Data Management Lead
Company | BioAgilytix |
---|---|
Location | Durham, NC, USA |
Salary | $Not Provided – $Not Provided |
Type | Full-Time |
Degrees | Bachelor’s, Master’s |
Experience Level | Expert or higher |
Requirements
- Bachelor’s degree in data science, Information Management, Computer Science, or related field; master’s degree preferred.
- 10+ years in data management, governance, or a related field, ideally in a highly regulated industry (life sciences, pharmaceuticals, healthcare).
- Strong expertise with data integration tools (e.g., Microsoft Azure Data Factory, Informatica), ETL processes, and data governance platforms (e.g., Collibra, Alation).
- Demonstrated experience as a self-directed technical contributor with hands-on expertise in data engineering, data governance, and compliance automation, including work with LabVantage LIMS and ERP systems.
- Proven ability to define data standards, develop and implement quality assurance processes, and ensure data integrity in alignment with regulatory frameworks such as HIPAA, GxP, GDPR, and FERPA.
Responsibilities
- Develop a foundational data governance framework, with hands-on responsibility for data quality, access control, and compliance protocols.
- Define standards, build quality assurance processes, and monitor data integrity to meet regulatory requirements, including HIPAA, GxP, GDPR, and FIRPA.
- Design data quality KPIs and implement initial quality checks independently, ensuring data accuracy, consistency, and reliability.

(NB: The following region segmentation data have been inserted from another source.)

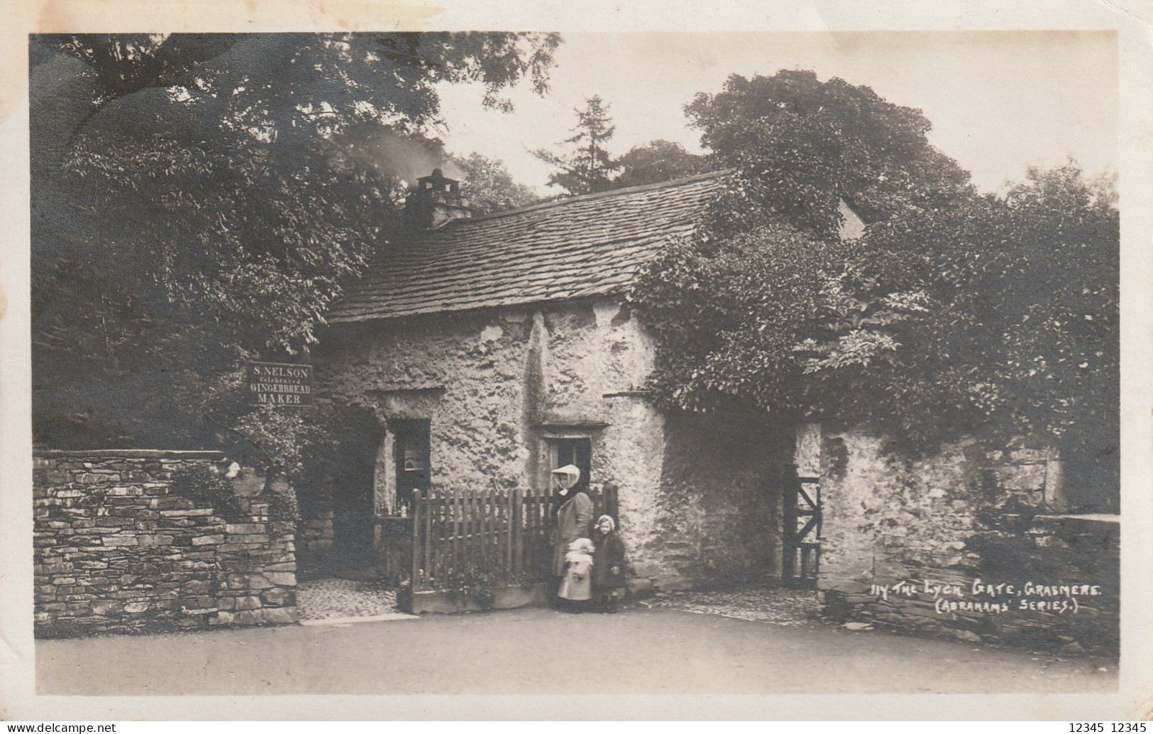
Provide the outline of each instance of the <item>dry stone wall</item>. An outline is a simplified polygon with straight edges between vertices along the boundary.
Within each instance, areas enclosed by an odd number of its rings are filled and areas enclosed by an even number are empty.
[[[969,440],[909,461],[862,432],[801,434],[798,463],[821,479],[820,588],[834,615],[969,642],[1116,650],[1120,524],[1055,512],[1052,452]]]
[[[173,492],[182,471],[227,471],[217,452],[43,452],[33,467],[38,636],[296,621],[295,522],[270,516],[263,477],[240,470],[225,512]]]

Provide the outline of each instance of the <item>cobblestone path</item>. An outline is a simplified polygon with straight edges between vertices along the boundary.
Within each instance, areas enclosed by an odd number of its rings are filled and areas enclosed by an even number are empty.
[[[372,583],[345,578],[301,582],[296,588],[296,605],[302,621],[398,612],[395,591],[378,591]]]
[[[698,614],[770,622],[782,627],[820,625],[821,601],[816,591],[746,587],[724,591],[666,591],[640,603],[650,608],[671,608]]]

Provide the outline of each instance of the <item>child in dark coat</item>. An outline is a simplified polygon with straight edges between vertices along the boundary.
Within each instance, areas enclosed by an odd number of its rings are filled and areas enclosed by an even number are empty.
[[[625,545],[617,537],[617,523],[601,515],[593,532],[596,552],[593,554],[593,593],[602,612],[615,614],[625,596]]]

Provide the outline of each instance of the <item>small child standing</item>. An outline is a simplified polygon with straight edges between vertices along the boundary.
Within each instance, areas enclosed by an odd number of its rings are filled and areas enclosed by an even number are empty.
[[[572,612],[581,612],[593,598],[593,553],[596,548],[588,538],[576,538],[565,554],[565,575],[557,596]]]
[[[625,593],[625,544],[617,537],[617,523],[609,515],[596,521],[596,552],[593,555],[593,592],[602,612],[616,614]]]

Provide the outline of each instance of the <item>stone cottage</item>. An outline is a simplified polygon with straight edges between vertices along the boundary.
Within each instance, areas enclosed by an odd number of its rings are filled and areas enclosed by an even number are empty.
[[[477,218],[455,181],[421,179],[414,235],[332,311],[316,357],[322,394],[377,423],[357,459],[371,513],[404,515],[414,490],[543,490],[574,463],[581,485],[616,492],[634,585],[779,573],[790,426],[654,407],[654,343],[623,298],[723,175]]]
[[[330,529],[314,519],[322,535],[306,532],[304,547],[333,530],[337,542],[360,534],[345,546],[372,559],[380,528],[406,515],[417,490],[543,492],[552,470],[576,464],[583,487],[618,498],[633,588],[802,581],[834,612],[875,625],[1108,648],[1116,519],[1068,514],[1052,449],[967,440],[913,462],[867,426],[831,432],[653,404],[653,338],[624,295],[646,260],[693,230],[724,175],[477,218],[458,182],[421,179],[406,204],[412,236],[332,311],[315,361],[319,394],[361,416],[367,437],[347,453],[333,512],[339,520],[359,502],[368,521]],[[859,236],[861,220],[845,205],[842,214],[842,236]],[[1011,611],[990,614],[969,598],[942,611],[919,588],[949,582],[967,597],[982,578],[1010,577],[1103,592],[1076,615],[1030,596],[998,599]],[[876,591],[902,582],[915,593]]]

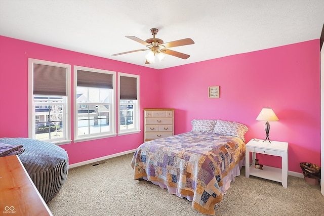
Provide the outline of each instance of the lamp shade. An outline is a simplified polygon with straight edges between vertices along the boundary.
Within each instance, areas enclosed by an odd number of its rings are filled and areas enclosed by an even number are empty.
[[[264,108],[257,117],[256,120],[258,121],[278,121],[279,119],[274,114],[272,109],[270,108]]]

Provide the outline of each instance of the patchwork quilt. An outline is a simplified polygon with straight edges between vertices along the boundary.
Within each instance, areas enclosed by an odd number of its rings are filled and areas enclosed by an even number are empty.
[[[146,177],[176,188],[193,197],[194,208],[215,214],[223,197],[223,178],[245,155],[240,138],[190,132],[143,143],[131,165],[134,179]]]

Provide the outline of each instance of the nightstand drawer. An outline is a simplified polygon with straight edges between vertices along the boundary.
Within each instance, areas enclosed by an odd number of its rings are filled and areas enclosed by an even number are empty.
[[[260,153],[261,154],[268,154],[270,155],[277,155],[277,151],[275,150],[270,150],[269,149],[254,148],[254,152],[256,153]]]

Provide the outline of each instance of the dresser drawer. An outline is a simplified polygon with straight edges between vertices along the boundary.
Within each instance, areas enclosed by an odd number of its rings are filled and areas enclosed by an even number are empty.
[[[277,152],[275,150],[254,148],[254,152],[256,153],[260,153],[261,154],[268,154],[270,155],[277,155]]]
[[[165,111],[153,111],[152,115],[153,117],[166,117],[167,112]]]
[[[146,133],[146,139],[154,139],[163,138],[167,137],[170,137],[173,135],[172,132],[166,133]]]
[[[146,125],[145,131],[146,132],[155,132],[158,131],[159,125]]]
[[[153,117],[151,111],[145,111],[145,117]]]
[[[159,125],[158,131],[159,132],[172,132],[172,125]]]
[[[171,118],[146,118],[145,124],[173,124],[173,119]]]

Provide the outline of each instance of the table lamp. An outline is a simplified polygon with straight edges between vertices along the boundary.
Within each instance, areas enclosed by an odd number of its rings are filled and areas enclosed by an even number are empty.
[[[269,132],[270,131],[270,123],[268,121],[278,121],[279,119],[275,115],[272,109],[270,108],[264,108],[259,114],[258,117],[257,117],[256,120],[258,121],[266,121],[265,125],[264,125],[264,128],[265,129],[265,133],[267,135],[267,137],[265,138],[266,140],[269,141],[269,142],[271,143],[271,141],[269,139]]]

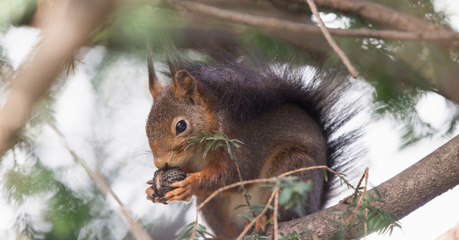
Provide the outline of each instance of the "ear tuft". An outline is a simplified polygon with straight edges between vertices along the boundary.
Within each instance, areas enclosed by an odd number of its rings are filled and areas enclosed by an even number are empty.
[[[163,87],[160,84],[156,73],[155,72],[155,66],[151,60],[152,52],[149,47],[148,50],[148,59],[147,60],[148,67],[148,89],[153,98],[156,98],[163,89]]]

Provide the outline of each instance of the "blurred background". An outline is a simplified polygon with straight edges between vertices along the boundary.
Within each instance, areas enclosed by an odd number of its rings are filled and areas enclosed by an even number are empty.
[[[46,26],[56,21],[53,14],[60,11],[58,3],[72,2],[75,1],[0,0],[0,108],[8,100],[10,79],[27,69],[37,46],[46,39],[49,31]],[[389,26],[348,10],[321,5],[322,2],[316,4],[329,28],[415,32],[409,25],[403,29],[403,22]],[[257,26],[242,17],[317,26],[303,1],[113,2],[114,7],[93,26],[82,47],[62,63],[56,80],[34,105],[24,127],[0,155],[0,239],[135,238],[116,199],[101,193],[78,159],[105,176],[154,239],[173,239],[178,228],[194,221],[194,204],[153,204],[144,193],[145,182],[155,171],[144,132],[152,103],[146,39],[155,53],[157,72],[165,70],[161,62],[165,40],[193,56],[207,43],[227,47],[230,40],[238,39],[272,57],[294,55],[299,66],[343,67],[320,33]],[[442,31],[454,33],[459,29],[459,3],[454,0],[368,2],[402,11]],[[230,20],[225,17],[227,12],[245,15]],[[424,29],[418,27],[418,31]],[[66,34],[62,32],[63,41]],[[365,83],[365,92],[359,94],[372,103],[366,113],[370,124],[363,141],[369,150],[365,164],[370,167],[371,183],[390,179],[459,133],[459,94],[454,94],[458,92],[459,52],[450,39],[335,39],[360,71],[359,80]],[[168,81],[161,74],[159,78]],[[342,191],[340,196],[349,195],[346,190],[338,190]],[[459,212],[458,199],[457,187],[437,197],[402,219],[402,231],[396,229],[391,239],[438,237],[459,221],[453,214]],[[389,237],[375,235],[367,239]]]

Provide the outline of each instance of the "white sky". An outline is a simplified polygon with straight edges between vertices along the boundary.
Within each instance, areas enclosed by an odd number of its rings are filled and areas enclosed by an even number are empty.
[[[452,25],[456,31],[459,29],[459,1],[437,0],[435,3],[436,9],[445,10]],[[326,18],[324,20],[326,23]],[[5,36],[0,38],[0,44],[7,51],[7,54],[12,60],[11,63],[15,68],[17,67],[20,61],[36,43],[38,34],[37,30],[33,29],[12,28]],[[97,54],[100,54],[103,51],[98,49],[90,52],[90,54],[92,54],[91,58],[93,60],[88,61],[95,61],[94,62],[100,61],[101,59],[97,59]],[[145,71],[144,74],[143,73],[143,75],[141,76],[146,80],[146,68],[144,69],[143,66],[139,67],[138,63],[131,62],[130,64],[135,71]],[[94,94],[92,93],[92,90],[88,82],[90,79],[88,74],[90,73],[85,70],[89,67],[86,65],[80,65],[76,75],[69,78],[68,82],[60,94],[57,115],[58,123],[65,134],[68,134],[71,145],[75,147],[78,152],[83,155],[83,153],[88,152],[85,151],[85,148],[89,147],[82,146],[78,142],[84,142],[84,139],[88,137],[88,134],[93,133],[82,131],[82,127],[84,128],[85,126],[92,124],[90,119],[86,116],[95,114],[94,101],[96,100],[93,99]],[[138,74],[136,76],[138,76]],[[137,84],[140,82],[133,82]],[[141,86],[141,87],[143,87],[143,85]],[[119,88],[125,89],[122,86]],[[123,111],[126,111],[128,114],[124,112],[117,115],[115,113],[113,117],[119,118],[119,121],[113,124],[113,126],[106,126],[107,129],[102,129],[107,134],[111,134],[107,133],[113,132],[113,135],[109,136],[108,139],[111,139],[115,142],[110,143],[113,145],[114,151],[117,150],[121,151],[119,149],[123,146],[125,150],[126,145],[129,146],[127,151],[132,151],[132,154],[138,152],[137,148],[148,149],[148,145],[143,135],[146,114],[149,110],[151,100],[148,98],[147,89],[145,89],[145,91],[144,94],[135,97],[131,96],[135,98],[135,101],[130,102],[131,103],[126,103],[123,108]],[[122,94],[121,92],[116,91],[112,93]],[[443,124],[444,117],[448,112],[448,107],[443,98],[434,93],[427,94],[423,98],[418,106],[418,109],[421,117],[434,126]],[[369,128],[368,137],[366,140],[370,147],[370,157],[372,159],[370,166],[370,180],[375,185],[390,179],[449,140],[448,138],[424,139],[414,146],[398,151],[398,148],[400,146],[399,130],[399,127],[397,126],[396,123],[388,121],[380,121],[372,124]],[[458,133],[459,131],[456,131],[452,136]],[[56,164],[73,164],[71,159],[62,157],[66,155],[65,150],[59,149],[61,145],[60,140],[53,136],[53,133],[49,129],[45,129],[43,135],[39,138],[46,139],[45,141],[46,143],[43,144],[42,147],[43,154],[46,154],[44,153],[51,149],[54,151],[53,154],[46,155],[47,157],[47,160],[44,160],[45,163],[50,166]],[[58,154],[59,152],[61,153]],[[95,160],[95,156],[85,157],[90,161]],[[151,170],[152,164],[143,159],[138,159],[129,165],[132,169],[125,173],[135,176],[122,176],[122,179],[129,180],[116,181],[112,183],[113,187],[116,193],[125,193],[130,190],[134,191],[132,195],[120,194],[119,197],[135,214],[143,216],[145,214],[145,209],[151,209],[153,204],[144,201],[145,196],[143,191],[145,186],[131,183],[143,183],[150,178],[153,173]],[[134,185],[137,187],[133,187]],[[0,193],[0,199],[1,198]],[[388,236],[382,237],[373,234],[367,239],[435,238],[459,222],[459,217],[457,214],[459,213],[457,199],[459,199],[459,187],[456,187],[402,219],[401,222],[403,232],[396,229],[390,238]],[[11,235],[9,230],[11,229],[12,223],[15,221],[15,213],[11,207],[2,202],[0,200],[0,212],[2,215],[2,217],[0,218],[0,238],[14,239],[14,236]],[[162,211],[168,209],[164,206],[158,207],[158,208],[155,208],[156,211]],[[37,212],[36,210],[35,211]],[[35,213],[38,216],[40,213],[39,211]],[[191,221],[190,219],[189,222]],[[45,225],[43,227],[46,228],[49,226]]]

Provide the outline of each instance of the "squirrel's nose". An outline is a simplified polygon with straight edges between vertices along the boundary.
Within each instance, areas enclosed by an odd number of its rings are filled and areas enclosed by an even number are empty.
[[[167,162],[166,159],[155,158],[154,161],[155,166],[158,169],[162,169],[167,167]]]

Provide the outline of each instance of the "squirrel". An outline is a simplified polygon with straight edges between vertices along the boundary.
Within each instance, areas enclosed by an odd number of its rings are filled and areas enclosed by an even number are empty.
[[[167,204],[189,202],[198,205],[217,189],[239,181],[233,160],[224,148],[203,158],[200,148],[187,147],[197,131],[224,133],[245,143],[235,161],[244,180],[265,178],[301,167],[345,166],[346,148],[359,131],[337,136],[358,111],[352,104],[339,107],[349,92],[344,75],[316,68],[307,80],[304,68],[293,64],[223,53],[207,60],[185,60],[177,51],[166,59],[171,84],[160,83],[149,55],[148,87],[154,102],[146,126],[154,163],[159,169],[178,166],[187,174],[176,188],[159,197],[151,187],[147,198]],[[343,104],[341,104],[343,105]],[[341,130],[340,130],[341,131]],[[322,170],[295,174],[313,183],[303,210],[318,211],[326,199],[329,184]],[[329,180],[328,181],[329,182]],[[252,205],[265,205],[270,189],[260,184],[246,186]],[[242,231],[245,220],[244,196],[237,188],[219,195],[202,208],[208,226],[217,239],[231,239]],[[279,208],[278,220],[298,218],[291,209]]]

- Develop ETL processes to automate data extraction, transformation, and loading from core systems (LabVantage LIMS, ERP) into a centralized data repository.
- Design and implement the architecture for a scalable data hub, using cloud platforms like Microsoft Azure or SQL-based solutions for centralized data storage.
- Create APIs to enable real-time data sharing between systems, with a focus on operational efficiency and data integrity.
- Use Robotic Process Automation (RPA) tools like UiPath or Microsoft Power Automate to automate high-frequency, repetitive tasks, such as data validation and QC compliance checks.
- Establish automated data validation and rule-based checks to identify data discrepancies in real-time, enhancing regulatory compliance and minimizing errors.
- Independently design and configure basic automated workflows to streamline compliance reporting, reducing manual efforts.
- Organize and clean historical QC and operational data to lay the groundwork for future predictive models focused on quality control, lab maintenance, and operational forecasting.
- Assess core lab and operational data for predictive value, setting up structured data sets to support the rollout of predictive analytics as the team grows.
- Independently create data visualizations and dashboards using tools like Power BI or Tableau to enable lab and operations teams to access actionable insights.
- Work closely with IT, lab operations, and quality/compliance teams to ensure alignment on data goals and processes.
- Act as an advocate for data quality and governance, providing education to teams on the importance of data integrity and compliance.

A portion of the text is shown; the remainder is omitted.